The answer is a big bet on combining proprietary battery technology, a low-cost, flexible vehicle design and high-volume production mainly in China, according to six current and former GM and supplier executives and six industry experts interviewed by Reuters.
If GM can meet Barra’s ambitious profitability target, then it will house two different businesses by the mid-2020s: a traditional focus in North America on trucks, sport utility vehicles and cars fuelled with petroleum, and a global electric car company centred in China, branching into pay-per-use services such as robotaxis.
Barra’s promise to turn a profit is a bold claim in a market segment that has been driven more by government policy than consumer demand, and where Tesla Inc - the world’s largest electric-vehicle manufacturer - is burning through more than $1billion (R12.35bn) in cash each quarter selling premium-priced vehicles.

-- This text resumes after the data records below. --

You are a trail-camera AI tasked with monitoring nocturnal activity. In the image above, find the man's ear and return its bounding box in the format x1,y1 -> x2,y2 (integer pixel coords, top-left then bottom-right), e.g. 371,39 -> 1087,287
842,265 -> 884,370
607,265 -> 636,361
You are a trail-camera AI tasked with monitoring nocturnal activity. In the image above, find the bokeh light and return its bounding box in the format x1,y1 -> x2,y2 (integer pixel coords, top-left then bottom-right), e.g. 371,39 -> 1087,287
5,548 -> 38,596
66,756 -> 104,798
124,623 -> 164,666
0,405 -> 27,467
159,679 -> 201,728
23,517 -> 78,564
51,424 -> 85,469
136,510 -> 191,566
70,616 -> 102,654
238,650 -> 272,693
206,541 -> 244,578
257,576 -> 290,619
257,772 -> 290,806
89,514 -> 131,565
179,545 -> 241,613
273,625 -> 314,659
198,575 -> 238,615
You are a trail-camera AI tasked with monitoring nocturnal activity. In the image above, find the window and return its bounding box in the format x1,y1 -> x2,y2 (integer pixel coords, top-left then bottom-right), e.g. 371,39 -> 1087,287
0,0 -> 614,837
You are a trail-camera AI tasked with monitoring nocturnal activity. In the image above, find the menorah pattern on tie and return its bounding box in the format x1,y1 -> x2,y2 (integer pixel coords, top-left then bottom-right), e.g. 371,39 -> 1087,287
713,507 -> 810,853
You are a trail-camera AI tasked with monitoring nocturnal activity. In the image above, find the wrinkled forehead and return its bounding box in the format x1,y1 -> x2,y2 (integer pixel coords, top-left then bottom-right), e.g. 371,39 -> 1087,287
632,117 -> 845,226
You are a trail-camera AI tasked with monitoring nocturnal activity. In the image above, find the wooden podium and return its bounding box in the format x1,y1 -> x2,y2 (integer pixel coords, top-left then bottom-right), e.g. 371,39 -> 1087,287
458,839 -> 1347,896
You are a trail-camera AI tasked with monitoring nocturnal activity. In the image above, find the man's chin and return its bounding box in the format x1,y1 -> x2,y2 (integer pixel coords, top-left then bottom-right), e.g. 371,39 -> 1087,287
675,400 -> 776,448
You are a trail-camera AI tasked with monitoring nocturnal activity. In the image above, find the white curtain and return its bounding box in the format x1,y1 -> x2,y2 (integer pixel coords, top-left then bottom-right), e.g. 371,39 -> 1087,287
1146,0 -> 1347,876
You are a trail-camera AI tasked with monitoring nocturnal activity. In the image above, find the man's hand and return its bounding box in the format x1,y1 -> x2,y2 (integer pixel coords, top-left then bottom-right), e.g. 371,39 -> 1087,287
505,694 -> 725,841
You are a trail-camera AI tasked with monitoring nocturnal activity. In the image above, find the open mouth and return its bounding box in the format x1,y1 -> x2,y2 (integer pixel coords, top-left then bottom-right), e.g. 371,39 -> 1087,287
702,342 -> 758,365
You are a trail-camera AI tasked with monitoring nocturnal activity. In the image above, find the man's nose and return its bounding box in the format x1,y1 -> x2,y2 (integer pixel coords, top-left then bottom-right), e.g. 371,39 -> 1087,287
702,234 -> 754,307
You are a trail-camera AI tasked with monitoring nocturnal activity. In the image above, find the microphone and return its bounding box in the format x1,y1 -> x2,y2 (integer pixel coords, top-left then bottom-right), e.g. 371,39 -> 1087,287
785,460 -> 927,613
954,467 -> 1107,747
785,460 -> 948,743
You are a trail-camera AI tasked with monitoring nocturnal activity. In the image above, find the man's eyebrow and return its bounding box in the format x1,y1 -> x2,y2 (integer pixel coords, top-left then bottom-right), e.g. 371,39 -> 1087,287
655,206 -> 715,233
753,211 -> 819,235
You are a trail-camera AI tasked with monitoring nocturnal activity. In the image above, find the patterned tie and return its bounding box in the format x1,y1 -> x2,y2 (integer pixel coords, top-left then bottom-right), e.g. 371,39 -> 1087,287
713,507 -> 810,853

Barra and GM have invested heavily in the electrification strategy, and worked during the past year to persuade investors that GM can compete with Tesla by building on the success of the car maker’s latest electric vehicle, the Chevrolet Bolt EV, and cutting costs along the way.
A key element of the plan, according to two people familiar with the company’s strategy, is slashing the amount of cobalt in GM’s new EMC 1.0 battery system.
The price of cobalt - the single most costly ingredient in current lithium-ion battery cells - has soared in the past two years in expectation of a surge in demand from car makers. Cobalt prices hit a record high this month on the London Metal Exchange.
GM’s new battery design increases the amount of nickel, which enables batteries to store and produce more energy, these people told Reuters.
GM engineers are also working on other design and technological advances, according to executives and company patent filings, including more efficient packaging of batteries in vehicles and improved systems for managing energy flow and cooling the battery cells.
Without providing details, GM has said it expects these changes to cut the cost of battery cells by more than 30percent, from $145 per kilowatt-hour to less than $100 by 2021.
Battery experts said the full cost of a GM battery pack, such as the one used now in the Bolt EV, is $10000-$12000, or nearly one-third of the car’s $36000 sticker price.
While the next-generation Bolt “could deliver a 45-percent increase in range”, the launch of the Bolt and its warm reception by reviewers, customers and investors was a watershed event for Barra and GM’s top management.